In order to have a deeper understanding of the genetic relationship between the 84 plant samples and between the 14 populations of C. nitidissima var. phaeopubisperma, Bayesian clustering was performed in the STRUCTURE software to analyze their genetic structure. The change of Delta K with the number of groups (K) is shown in Fig. 2, from which it can be found that Delta K reached the maximum level when K = 5, suggesting that the 84 plant samples from the 14 populations could be categorized into five ancestral groups. Genetic maps of group structure were generated with K = 5 (see Figs. 3A and 3B). In Fig. 3A, all the 84 plant samples from the 14 growing areas inherited genetic properties of the five ancestral groups, and their hereditary materials were contributed by each and all groups. However, the proportion of genes inherited by each sample from the ancestral groups differed, genes from ancestral groups 1–5 mainly inherited by 19, 12, 17, 17, and 19 samples, respectively.

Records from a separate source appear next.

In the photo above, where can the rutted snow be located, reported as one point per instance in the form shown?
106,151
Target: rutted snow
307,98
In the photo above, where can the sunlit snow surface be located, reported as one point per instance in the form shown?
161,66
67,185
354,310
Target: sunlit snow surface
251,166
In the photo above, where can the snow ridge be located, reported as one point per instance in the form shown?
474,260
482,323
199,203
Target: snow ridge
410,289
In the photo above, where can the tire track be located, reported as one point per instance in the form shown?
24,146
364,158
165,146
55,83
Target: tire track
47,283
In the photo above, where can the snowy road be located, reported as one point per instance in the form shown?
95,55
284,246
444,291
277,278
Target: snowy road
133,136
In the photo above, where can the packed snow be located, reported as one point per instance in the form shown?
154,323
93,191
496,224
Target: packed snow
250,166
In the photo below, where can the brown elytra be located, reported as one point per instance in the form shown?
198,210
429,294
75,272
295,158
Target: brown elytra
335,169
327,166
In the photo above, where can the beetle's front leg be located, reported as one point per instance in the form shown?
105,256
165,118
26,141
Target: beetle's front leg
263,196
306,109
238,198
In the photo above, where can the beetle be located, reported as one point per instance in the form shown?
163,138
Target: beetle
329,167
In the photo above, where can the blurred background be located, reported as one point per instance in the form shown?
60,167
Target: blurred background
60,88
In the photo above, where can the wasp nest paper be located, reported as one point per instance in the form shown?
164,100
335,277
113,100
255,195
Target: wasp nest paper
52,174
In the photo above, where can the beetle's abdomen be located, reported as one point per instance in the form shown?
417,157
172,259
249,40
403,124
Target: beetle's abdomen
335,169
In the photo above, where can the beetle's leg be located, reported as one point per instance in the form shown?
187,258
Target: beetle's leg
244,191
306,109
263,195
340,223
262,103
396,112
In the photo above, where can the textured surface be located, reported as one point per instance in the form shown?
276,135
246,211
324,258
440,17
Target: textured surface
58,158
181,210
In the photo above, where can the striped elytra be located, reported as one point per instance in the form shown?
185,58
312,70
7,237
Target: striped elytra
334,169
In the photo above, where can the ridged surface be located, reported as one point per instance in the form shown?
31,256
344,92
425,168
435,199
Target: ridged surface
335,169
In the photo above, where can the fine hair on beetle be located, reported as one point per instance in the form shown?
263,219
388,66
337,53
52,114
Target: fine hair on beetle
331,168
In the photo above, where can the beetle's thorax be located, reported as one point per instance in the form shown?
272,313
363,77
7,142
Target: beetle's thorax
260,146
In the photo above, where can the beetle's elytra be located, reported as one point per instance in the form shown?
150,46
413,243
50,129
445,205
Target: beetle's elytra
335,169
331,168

In Fig. 3B, the 14 natural populations inherited genes from the five ancestral groups to varying degrees, but the proportion of genes inherited by each of these 14 natural populations from the five ancestral groups also differed. Populations BB, CZ, HP and WM inherited more genes from group 1 (48%, 65%, 55%, and 63%, respectively) than from other groups; population CT inherited more genes from group 3 (47%); population XA inherited more genes from group 1 and group 3 (42% and 44%); populations CF and LP inherited more gene from group 4 (50% and 61%); and population RL inherited more genes from group 5 (52%) (refer to Table S5 in the Supplemental Materials for more information).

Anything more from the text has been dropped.